Tidal launched its ‘Direct Artist Payouts’ [DAP] feature in November 2021, as its first step towards a more user-centric system for streaming royalties. The scheme involved re-routing up to 10% of each Tidal HiFi listener’s monthly subscription to their most-streamed artist.
Now Tidal is shutting down the feature, with CEO Jesse Dorogusker explaining why in a stream of tweets yesterday.
“We enrolled 70K artists & distributed $500K, far short of our goal. We’ve decided to end DAP and do something w/ higher impact,” he explained. “The DAP program focused only on a listener’s #1 artist, which left much, much less room for emerging artists to get paid.”
(Tidal’s parent company Block recently said that its ‘corporate and other’ revenues, which are primarily Tidal, were $206m last year. $500k is thus just 0.24% of that figure, although likely higher as a percentage of Tidal’s revenues specifically due to the other elements in its ‘corporate and other’ accounting.)
What’s happening now? Dorogusker said that Tidal will instead “sharpen our focus” on its ‘Tidal Rising’ program for emerging artists by investing more than “10x what we distributed via DAP” into “backing and celebrating emerging artists through education, custom promotion, and future direct-funding”.
Context for that comes in a separate announcement in January of a partnership with Universal Music Group to “work together to explore an innovative new economic model for music streaming that might better reward the value provided by artists and more closely reflect the engagement of Tidal subscribers with those artists and music they love”.
At the time, Dorogusker said that Tidal was “setting aside our current fan-centered royalties investigation to focus on this opportunity for more impact” – a clear pointer, in hindsight, to this week’s announcement of the DAP program’s closure.
Tidal Rising now appears to be the focus for finding that impact, and as Dorogusker’s comments yesterday made clear – “future direct-funding” – the idea of direct payouts to artists is still on the table. We’d love to see listeners kept in the equation somehow: perhaps with a role (voting?) in choosing some of the artists for Tidal Rising.

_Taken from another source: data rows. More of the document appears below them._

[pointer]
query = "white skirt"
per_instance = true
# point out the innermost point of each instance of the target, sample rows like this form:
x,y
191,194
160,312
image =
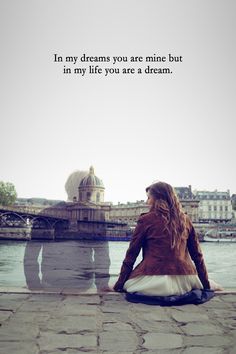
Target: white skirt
x,y
163,285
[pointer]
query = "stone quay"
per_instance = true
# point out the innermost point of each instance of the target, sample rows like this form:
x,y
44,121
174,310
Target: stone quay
x,y
70,322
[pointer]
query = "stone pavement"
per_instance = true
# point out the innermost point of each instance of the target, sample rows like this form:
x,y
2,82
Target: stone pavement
x,y
36,323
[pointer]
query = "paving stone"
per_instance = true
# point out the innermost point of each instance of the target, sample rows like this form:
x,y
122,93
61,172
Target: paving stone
x,y
11,331
13,297
159,327
223,313
186,308
4,315
162,341
72,310
70,351
121,343
217,304
114,297
114,316
205,350
232,350
229,298
39,306
10,305
186,317
21,347
71,324
208,341
46,298
157,314
201,329
83,299
52,341
117,326
160,351
30,317
228,323
110,308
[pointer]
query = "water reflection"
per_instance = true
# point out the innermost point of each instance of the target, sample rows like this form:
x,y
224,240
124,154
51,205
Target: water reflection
x,y
59,265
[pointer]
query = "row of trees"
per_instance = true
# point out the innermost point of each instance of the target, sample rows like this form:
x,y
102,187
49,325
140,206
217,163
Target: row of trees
x,y
8,193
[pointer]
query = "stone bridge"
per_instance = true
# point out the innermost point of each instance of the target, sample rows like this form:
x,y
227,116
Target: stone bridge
x,y
30,222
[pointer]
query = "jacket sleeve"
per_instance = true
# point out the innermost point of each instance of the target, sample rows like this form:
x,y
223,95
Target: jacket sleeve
x,y
132,253
197,257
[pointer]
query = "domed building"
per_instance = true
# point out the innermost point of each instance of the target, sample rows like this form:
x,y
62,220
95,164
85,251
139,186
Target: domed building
x,y
91,188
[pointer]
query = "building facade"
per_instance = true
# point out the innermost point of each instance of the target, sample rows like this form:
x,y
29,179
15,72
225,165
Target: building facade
x,y
214,206
129,212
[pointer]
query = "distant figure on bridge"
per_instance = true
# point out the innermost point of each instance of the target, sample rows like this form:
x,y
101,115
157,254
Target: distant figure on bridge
x,y
66,265
167,274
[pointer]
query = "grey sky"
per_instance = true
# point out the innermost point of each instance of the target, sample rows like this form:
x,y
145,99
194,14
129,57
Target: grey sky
x,y
178,128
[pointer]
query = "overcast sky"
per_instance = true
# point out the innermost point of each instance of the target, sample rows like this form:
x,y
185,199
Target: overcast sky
x,y
134,129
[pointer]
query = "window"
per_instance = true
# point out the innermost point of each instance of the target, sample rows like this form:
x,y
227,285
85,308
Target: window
x,y
88,195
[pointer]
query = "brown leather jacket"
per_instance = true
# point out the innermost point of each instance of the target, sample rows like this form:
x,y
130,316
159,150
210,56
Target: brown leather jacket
x,y
159,258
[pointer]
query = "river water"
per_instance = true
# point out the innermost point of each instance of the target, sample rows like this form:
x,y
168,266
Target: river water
x,y
85,265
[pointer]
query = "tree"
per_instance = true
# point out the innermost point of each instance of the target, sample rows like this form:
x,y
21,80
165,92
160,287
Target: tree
x,y
7,193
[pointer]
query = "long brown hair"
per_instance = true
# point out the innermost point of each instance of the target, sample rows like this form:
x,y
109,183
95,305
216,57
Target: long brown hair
x,y
167,203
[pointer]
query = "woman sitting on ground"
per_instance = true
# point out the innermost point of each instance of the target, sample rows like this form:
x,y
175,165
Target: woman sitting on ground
x,y
170,249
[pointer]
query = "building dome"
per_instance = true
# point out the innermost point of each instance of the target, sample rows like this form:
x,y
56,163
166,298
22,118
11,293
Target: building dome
x,y
91,188
91,180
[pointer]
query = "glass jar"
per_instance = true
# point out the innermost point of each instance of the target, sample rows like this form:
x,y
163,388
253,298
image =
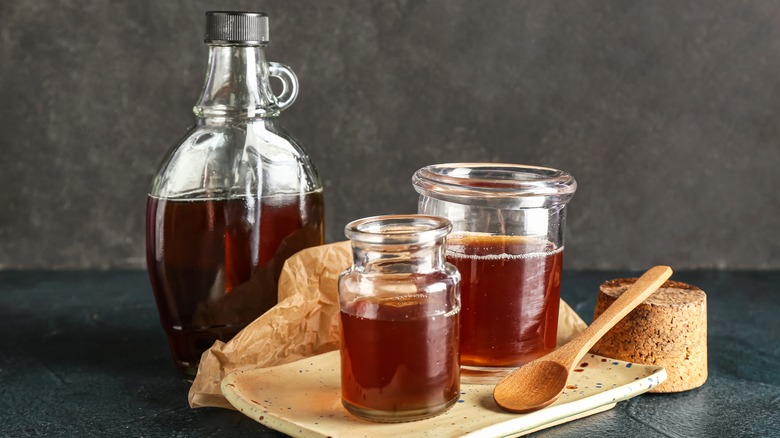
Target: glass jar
x,y
233,199
507,242
399,320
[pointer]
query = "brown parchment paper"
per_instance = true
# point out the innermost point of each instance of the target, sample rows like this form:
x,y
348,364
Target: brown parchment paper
x,y
304,323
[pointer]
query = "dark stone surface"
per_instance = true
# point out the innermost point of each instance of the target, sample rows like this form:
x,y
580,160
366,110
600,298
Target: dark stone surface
x,y
83,355
666,112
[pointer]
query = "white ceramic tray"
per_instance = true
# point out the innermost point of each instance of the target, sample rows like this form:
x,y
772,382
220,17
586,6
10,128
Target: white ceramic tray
x,y
303,399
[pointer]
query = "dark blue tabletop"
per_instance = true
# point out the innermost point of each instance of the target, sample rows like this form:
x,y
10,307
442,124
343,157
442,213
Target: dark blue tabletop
x,y
83,354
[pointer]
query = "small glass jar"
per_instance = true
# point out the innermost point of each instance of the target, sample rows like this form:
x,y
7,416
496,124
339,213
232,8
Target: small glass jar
x,y
507,241
400,303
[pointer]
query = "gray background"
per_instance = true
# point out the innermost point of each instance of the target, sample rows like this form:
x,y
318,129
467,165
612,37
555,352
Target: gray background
x,y
667,113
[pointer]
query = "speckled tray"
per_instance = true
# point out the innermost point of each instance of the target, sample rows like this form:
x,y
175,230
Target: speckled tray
x,y
303,399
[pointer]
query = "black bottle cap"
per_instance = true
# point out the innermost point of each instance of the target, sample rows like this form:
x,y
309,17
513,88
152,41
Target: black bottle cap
x,y
236,27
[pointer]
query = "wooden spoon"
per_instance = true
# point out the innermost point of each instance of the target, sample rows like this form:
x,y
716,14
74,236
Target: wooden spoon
x,y
537,384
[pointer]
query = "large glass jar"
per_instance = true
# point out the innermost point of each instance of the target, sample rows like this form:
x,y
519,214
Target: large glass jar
x,y
234,198
507,242
399,320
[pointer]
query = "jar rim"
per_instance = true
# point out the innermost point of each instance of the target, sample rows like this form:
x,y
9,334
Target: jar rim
x,y
499,185
398,229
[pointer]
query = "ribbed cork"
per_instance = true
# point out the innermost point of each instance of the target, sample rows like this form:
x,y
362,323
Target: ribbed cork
x,y
669,329
236,27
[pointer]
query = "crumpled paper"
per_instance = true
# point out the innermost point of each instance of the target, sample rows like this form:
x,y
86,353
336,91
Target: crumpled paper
x,y
304,323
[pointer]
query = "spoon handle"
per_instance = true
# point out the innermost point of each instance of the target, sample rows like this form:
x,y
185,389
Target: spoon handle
x,y
644,286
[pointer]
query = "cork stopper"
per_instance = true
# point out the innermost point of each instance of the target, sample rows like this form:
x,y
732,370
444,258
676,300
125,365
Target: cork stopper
x,y
669,329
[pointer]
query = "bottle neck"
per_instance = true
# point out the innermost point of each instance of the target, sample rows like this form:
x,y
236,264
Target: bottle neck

If that’s kept entirely in Tidal’s control, it can expect its choices to be watched closely by the industry. Labels and distributors will quickly sound the alarm if they perceive UMG to be getting more than its fair (market) share of slots on the program, given its partnership with Tidal.
We’ll take an optimistic view though. Tidal tried something new with its streaming payouts, designed to reward artists. It didn’t quite work as well as it hoped, so now it’s trying something different. The streaming economy needs more experiments like this, and more discussion of the results too.